Last year, I bought a bear fund that has since lost more than 30%. Should I sell, or stay put?
QUESTION: Last year, on the advice of a friend, I bought the Rydex Venture 100 (RYVNX) fund, hoping it would be great for a bear market. I used dollar-cost-averaging in order to keep my purchase price down. Now I'm down 30% to 40% on my investment and have no more money to add. Should I sell my investment or hold onto it? I'm worried this fund will make me lose every dollar I put in it.
ANSWER: Given the market's recent struggles, you might be feeling at least a little bit better about your fund, which seeks to provide twice the inverse return of the Nasdaq 100 Index. (In other words, if the Nasdaq 100 sheds 5%, this fund gains 10%.) As of May 19, the fund was up 6.2% year to date, according to Lipper.
But let us offer this bit of advice: You may have a very dear friend in the person who suggested purchasing this fund. But it sounds like you don't have a good financial adviser. A bear fund, which performs well when stock prices fall, is not a good core holding for average investors, says David Kathman, mutual fund analyst at investment-research firm Morningstar. "For most individuals, something like this isn't necessary," he says. "It's too volatile and complicated for them to be playing with." And the fact that you have no more money to contribute to the fund indicates that you've probably contributed far too much to this risky fund already.
That's not to say that bear funds never make sense. At best, a bear fund can be used as a hedge against long positions in a portfolio, says certified financial planner Harold Evensky of Evensky Brown & Katz in Coral Gables, Fla. For investors who have large stakes of volatile stocks in their portfolios, investing a small amount in a fund that moves in the opposite direction is one way to reduce overall risk. Sophisticated market timers can also use these funds to reap positive returns over the short-term when they believe the market is heading south. But for average investors, trying to time the market is a losing battle. "It's possible you could get lucky, but that's just luck," says Kathman. "You might as well just go to the casinos."

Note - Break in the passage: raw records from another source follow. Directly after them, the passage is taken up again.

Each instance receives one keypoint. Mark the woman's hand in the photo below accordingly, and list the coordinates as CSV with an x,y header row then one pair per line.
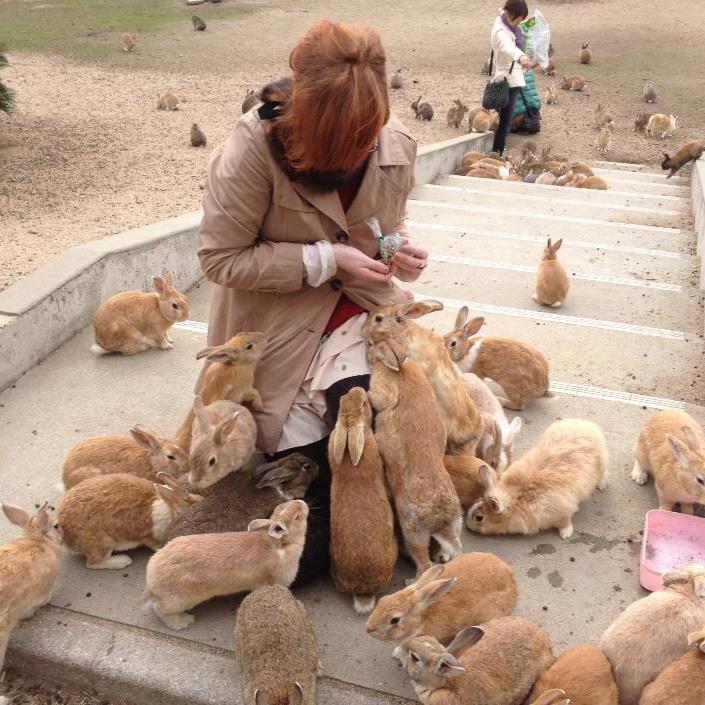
x,y
359,265
409,262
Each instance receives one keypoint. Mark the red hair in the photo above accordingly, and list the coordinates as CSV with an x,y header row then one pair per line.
x,y
339,100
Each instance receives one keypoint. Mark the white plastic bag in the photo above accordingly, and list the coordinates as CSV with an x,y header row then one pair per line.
x,y
537,38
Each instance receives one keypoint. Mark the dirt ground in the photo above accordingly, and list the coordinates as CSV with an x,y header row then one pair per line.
x,y
86,153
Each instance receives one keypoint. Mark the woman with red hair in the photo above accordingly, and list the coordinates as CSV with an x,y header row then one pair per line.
x,y
285,234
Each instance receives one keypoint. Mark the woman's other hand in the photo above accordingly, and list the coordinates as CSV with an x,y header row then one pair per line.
x,y
409,262
359,265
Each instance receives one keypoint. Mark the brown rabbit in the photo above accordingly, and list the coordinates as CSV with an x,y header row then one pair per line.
x,y
652,632
495,664
144,455
233,502
689,152
584,674
168,101
230,375
552,283
118,512
519,368
275,647
683,681
426,502
473,588
462,420
128,41
585,55
29,567
363,544
267,553
573,83
132,322
671,447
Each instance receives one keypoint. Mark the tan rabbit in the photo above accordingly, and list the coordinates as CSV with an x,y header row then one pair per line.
x,y
671,446
168,101
230,374
233,502
683,681
573,83
267,553
603,117
584,674
128,41
603,141
144,454
653,631
462,420
482,121
497,444
585,55
495,664
596,183
132,322
29,566
543,489
519,368
426,502
552,283
456,114
471,589
118,512
689,152
223,440
641,121
275,647
664,125
363,545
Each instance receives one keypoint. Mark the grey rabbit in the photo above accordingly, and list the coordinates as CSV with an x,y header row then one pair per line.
x,y
198,138
424,111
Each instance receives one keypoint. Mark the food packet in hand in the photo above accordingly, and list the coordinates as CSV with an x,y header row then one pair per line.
x,y
388,244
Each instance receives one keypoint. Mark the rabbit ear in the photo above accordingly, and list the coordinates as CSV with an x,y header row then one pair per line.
x,y
16,515
145,438
434,591
474,326
462,317
297,695
465,638
691,439
278,530
680,451
338,442
356,442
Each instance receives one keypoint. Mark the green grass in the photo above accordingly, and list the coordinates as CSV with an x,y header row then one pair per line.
x,y
91,29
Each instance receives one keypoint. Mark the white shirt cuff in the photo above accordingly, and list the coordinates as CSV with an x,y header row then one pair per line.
x,y
319,262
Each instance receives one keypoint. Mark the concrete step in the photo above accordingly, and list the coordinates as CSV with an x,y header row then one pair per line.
x,y
612,196
539,203
504,218
599,259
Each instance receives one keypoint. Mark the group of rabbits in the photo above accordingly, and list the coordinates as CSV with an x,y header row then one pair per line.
x,y
428,445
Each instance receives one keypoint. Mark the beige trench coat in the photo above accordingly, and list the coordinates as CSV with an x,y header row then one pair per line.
x,y
255,223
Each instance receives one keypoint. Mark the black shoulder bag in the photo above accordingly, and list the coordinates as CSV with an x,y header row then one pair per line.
x,y
496,94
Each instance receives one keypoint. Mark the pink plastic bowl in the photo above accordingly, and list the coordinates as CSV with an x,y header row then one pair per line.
x,y
670,541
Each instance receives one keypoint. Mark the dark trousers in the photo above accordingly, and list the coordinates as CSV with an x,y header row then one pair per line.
x,y
315,560
505,122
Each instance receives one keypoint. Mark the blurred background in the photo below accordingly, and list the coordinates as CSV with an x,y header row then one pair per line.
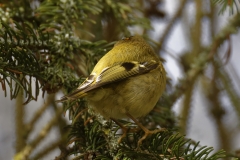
x,y
208,109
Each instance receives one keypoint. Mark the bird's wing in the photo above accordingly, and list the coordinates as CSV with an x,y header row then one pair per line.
x,y
110,75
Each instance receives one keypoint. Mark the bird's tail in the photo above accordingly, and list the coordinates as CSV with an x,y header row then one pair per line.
x,y
72,96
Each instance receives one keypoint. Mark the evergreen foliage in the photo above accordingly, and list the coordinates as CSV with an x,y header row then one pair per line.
x,y
51,45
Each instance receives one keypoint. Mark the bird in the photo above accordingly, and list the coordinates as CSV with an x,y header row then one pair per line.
x,y
126,82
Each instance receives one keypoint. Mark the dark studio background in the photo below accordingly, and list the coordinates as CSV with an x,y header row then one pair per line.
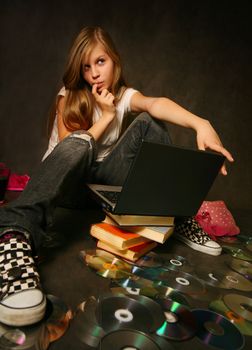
x,y
198,53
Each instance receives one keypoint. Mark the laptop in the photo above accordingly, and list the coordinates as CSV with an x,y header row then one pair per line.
x,y
163,180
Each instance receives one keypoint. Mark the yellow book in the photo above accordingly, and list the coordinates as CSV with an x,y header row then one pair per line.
x,y
155,233
132,253
119,237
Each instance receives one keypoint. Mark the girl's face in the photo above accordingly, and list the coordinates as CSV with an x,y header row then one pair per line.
x,y
98,68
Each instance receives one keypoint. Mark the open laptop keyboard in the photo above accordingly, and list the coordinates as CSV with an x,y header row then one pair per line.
x,y
110,195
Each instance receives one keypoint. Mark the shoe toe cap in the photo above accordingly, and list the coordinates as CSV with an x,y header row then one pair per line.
x,y
212,244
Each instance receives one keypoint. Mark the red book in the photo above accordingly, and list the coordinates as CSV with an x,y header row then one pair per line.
x,y
116,236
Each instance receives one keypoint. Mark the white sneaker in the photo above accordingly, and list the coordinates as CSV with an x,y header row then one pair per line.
x,y
21,299
195,237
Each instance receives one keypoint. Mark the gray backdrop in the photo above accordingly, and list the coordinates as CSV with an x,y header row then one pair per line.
x,y
198,53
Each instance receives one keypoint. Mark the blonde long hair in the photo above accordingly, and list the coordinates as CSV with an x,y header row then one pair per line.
x,y
79,101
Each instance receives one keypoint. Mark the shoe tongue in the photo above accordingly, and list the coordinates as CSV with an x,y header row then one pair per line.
x,y
12,234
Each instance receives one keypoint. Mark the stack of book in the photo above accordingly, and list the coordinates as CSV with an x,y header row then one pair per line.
x,y
131,236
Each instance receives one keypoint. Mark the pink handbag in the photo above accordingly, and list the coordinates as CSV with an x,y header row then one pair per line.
x,y
215,219
17,182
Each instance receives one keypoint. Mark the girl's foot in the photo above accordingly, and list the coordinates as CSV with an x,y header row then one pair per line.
x,y
189,232
21,299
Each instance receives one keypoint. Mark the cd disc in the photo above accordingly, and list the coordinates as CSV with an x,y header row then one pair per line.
x,y
248,245
147,291
218,331
177,262
226,279
244,326
237,252
137,285
58,318
133,339
240,304
180,281
180,323
112,270
151,259
137,312
241,266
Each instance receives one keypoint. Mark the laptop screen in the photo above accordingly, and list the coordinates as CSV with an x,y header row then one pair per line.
x,y
167,180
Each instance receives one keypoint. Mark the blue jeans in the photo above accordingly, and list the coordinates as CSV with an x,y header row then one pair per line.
x,y
61,177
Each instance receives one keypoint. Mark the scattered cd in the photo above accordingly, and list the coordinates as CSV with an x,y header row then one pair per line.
x,y
210,293
131,286
181,281
133,339
244,326
180,323
241,266
218,331
226,279
85,324
112,271
58,317
238,253
240,304
177,262
151,259
150,292
169,261
137,312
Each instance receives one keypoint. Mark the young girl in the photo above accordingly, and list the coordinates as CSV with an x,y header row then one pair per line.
x,y
85,145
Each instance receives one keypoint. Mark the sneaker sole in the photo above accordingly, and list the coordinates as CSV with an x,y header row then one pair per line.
x,y
198,247
22,317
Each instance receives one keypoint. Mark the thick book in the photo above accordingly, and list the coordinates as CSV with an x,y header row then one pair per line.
x,y
155,233
132,253
119,237
142,220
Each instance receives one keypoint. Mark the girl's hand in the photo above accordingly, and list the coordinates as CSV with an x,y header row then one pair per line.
x,y
208,138
105,100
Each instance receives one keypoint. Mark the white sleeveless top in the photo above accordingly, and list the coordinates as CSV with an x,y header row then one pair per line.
x,y
110,135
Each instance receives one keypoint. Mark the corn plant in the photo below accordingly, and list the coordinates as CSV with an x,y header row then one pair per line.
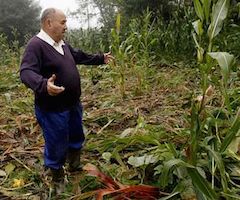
x,y
121,50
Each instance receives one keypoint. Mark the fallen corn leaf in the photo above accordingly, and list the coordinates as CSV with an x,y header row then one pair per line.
x,y
18,183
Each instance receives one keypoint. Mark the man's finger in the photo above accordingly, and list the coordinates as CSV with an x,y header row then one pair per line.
x,y
52,78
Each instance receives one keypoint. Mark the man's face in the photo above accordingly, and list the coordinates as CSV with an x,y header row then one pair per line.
x,y
58,26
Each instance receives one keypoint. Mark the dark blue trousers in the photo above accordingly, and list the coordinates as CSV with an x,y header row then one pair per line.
x,y
62,131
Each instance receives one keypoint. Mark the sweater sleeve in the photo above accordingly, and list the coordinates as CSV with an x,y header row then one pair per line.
x,y
84,58
30,70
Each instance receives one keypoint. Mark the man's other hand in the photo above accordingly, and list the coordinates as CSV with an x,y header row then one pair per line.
x,y
52,89
108,57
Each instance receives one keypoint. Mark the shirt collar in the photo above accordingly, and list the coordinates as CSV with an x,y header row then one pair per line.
x,y
45,37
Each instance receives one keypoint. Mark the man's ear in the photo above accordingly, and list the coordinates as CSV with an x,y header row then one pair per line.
x,y
49,23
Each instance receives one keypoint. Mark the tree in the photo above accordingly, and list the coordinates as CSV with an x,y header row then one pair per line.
x,y
19,19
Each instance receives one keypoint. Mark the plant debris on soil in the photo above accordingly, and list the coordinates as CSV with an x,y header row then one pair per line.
x,y
164,103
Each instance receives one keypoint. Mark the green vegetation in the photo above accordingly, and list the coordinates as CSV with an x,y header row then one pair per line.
x,y
165,113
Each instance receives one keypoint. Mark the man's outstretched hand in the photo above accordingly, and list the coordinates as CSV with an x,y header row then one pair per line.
x,y
108,57
52,89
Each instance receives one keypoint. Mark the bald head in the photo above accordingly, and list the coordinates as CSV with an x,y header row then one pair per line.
x,y
53,22
49,14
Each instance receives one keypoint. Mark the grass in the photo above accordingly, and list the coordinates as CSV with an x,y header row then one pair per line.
x,y
159,112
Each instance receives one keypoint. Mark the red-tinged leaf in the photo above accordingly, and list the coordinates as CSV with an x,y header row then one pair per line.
x,y
108,181
122,192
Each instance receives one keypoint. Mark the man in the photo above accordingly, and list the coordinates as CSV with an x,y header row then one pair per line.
x,y
49,68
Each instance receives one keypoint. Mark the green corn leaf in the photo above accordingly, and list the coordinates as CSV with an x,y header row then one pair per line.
x,y
218,159
168,167
219,14
170,196
225,61
118,23
231,134
206,8
201,185
197,25
199,9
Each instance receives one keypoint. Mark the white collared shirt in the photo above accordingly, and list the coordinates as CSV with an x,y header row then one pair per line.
x,y
56,45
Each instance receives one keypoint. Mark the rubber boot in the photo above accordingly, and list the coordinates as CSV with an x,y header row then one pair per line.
x,y
74,160
57,184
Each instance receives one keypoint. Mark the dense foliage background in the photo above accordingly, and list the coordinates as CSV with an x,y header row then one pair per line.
x,y
164,114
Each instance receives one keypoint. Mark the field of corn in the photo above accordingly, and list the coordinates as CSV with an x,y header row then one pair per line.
x,y
161,121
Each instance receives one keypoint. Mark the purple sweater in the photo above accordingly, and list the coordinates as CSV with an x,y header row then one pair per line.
x,y
41,60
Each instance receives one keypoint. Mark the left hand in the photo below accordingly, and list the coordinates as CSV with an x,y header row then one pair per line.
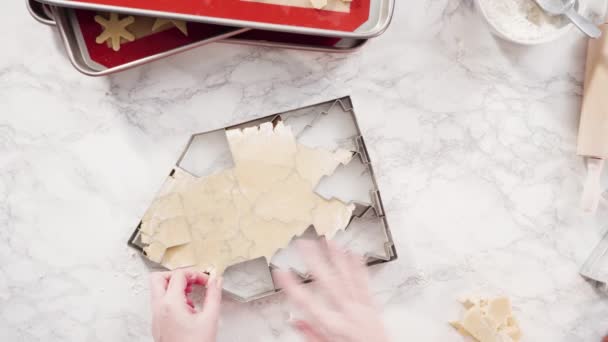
x,y
174,318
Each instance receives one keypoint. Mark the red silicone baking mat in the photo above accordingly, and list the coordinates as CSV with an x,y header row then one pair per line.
x,y
172,38
254,11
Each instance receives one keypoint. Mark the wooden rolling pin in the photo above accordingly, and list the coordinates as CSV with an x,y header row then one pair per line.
x,y
593,130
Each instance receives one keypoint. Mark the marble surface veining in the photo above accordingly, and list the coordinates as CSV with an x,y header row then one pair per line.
x,y
473,140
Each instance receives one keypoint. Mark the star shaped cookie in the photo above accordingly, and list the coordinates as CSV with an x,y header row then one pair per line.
x,y
115,29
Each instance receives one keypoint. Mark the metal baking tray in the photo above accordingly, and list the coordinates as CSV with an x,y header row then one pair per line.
x,y
362,19
331,124
78,52
40,12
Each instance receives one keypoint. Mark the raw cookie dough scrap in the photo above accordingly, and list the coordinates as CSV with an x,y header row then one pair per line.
x,y
115,30
488,320
246,212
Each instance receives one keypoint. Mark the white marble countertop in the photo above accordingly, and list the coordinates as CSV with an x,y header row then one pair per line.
x,y
473,139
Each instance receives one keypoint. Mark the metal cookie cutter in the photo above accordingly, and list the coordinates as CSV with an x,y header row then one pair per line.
x,y
330,125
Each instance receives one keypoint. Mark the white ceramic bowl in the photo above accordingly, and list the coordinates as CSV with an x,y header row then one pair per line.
x,y
549,37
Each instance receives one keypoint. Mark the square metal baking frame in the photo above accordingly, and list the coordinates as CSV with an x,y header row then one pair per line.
x,y
362,208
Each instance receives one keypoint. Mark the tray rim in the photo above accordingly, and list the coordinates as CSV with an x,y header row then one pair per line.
x,y
376,31
69,36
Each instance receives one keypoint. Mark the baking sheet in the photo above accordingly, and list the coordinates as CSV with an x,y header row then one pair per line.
x,y
363,20
79,30
328,125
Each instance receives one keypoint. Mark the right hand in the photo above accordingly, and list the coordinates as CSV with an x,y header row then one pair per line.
x,y
344,311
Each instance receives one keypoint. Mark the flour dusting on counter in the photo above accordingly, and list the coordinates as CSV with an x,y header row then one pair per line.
x,y
521,19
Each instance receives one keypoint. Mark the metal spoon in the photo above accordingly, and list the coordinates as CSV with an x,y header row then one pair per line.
x,y
566,7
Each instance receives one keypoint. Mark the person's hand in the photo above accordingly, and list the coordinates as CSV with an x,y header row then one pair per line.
x,y
174,318
342,311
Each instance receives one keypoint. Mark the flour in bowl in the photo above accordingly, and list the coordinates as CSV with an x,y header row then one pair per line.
x,y
521,20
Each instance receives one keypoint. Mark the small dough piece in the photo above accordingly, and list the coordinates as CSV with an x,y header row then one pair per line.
x,y
318,4
458,326
174,232
329,215
314,163
499,310
179,24
479,325
179,257
155,251
488,320
114,30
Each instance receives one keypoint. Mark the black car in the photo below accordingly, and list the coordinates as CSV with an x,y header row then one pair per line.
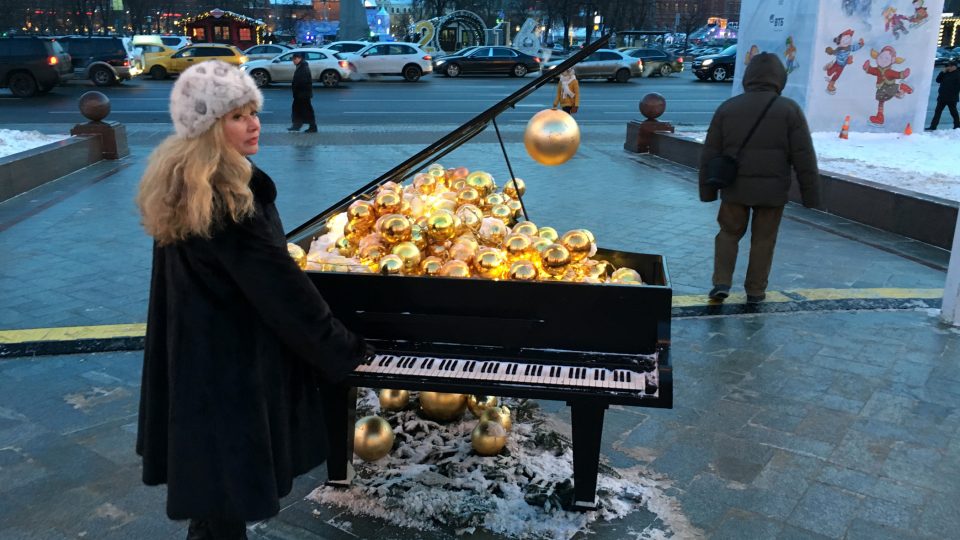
x,y
103,60
486,61
31,65
716,67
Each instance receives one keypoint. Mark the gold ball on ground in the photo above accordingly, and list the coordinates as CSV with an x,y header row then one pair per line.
x,y
442,406
394,400
577,243
552,137
488,438
500,414
298,255
455,268
478,404
372,438
512,190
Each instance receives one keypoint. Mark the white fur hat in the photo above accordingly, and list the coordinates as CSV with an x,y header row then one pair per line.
x,y
205,92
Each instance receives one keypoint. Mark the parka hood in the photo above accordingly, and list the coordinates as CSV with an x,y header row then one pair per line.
x,y
765,72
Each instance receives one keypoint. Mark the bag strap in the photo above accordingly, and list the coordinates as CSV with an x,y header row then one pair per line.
x,y
755,125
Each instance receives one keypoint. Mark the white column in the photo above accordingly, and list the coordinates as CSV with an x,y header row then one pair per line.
x,y
950,310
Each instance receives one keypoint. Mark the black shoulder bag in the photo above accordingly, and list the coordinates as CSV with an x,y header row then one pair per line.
x,y
722,169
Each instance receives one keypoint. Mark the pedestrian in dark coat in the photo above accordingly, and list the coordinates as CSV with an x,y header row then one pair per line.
x,y
947,95
302,96
239,343
780,146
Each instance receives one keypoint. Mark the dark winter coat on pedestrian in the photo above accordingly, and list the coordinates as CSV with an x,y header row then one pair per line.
x,y
239,346
949,91
781,142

Even the folks at Rydex Investments say an aggressive fund like the Venture 100 is best used by sophisticated investors who are willing to monitor the fund quite closely. "You need to understand what you're buying," says spokeswoman Dawn Kahler, who notes that the $25,000 minimum initial investment required by Rydex helps attract more experienced investors to the fund family.
For most individual investors, the best shelter against a falling stock market is a well diversified portfolio. That means having the proper weighting of stocks, bonds and cash. In terms of equities, diversification means having the right combination of investments to suit investors' individual risk tolerances, says Andrew Clark, senior research analyst at Lipper. Folks who find themselves worrying that they could lose all of their investment are likely invested in funds that are too aggressive for them. (And let's face it, mutual funds don't get much more aggressive than a double-inverse Nasdaq 100 Index fund.)
Of course, the decision to sell a losing mutual fund is never easy. But one common mistake investors often make is to hang onto a losing investment in the hopes that one day they'll earn back their lost principal. Instead, investors who recognize that they made an initial mistake in buying the fund (if, for example, they didn't fully understand the fund's investment strategy, or are bothered by its volatility) would likely be better off cutting their losses and moving into a more appropriate investment. For what it's worth, selling at a loss creates a nice tax break that can be used to offset gains.
Bottom line? Bear funds can be a useful tool for some investors. But they certainly aren't right for everyone. If they aren't handled properly, bear funds can bite.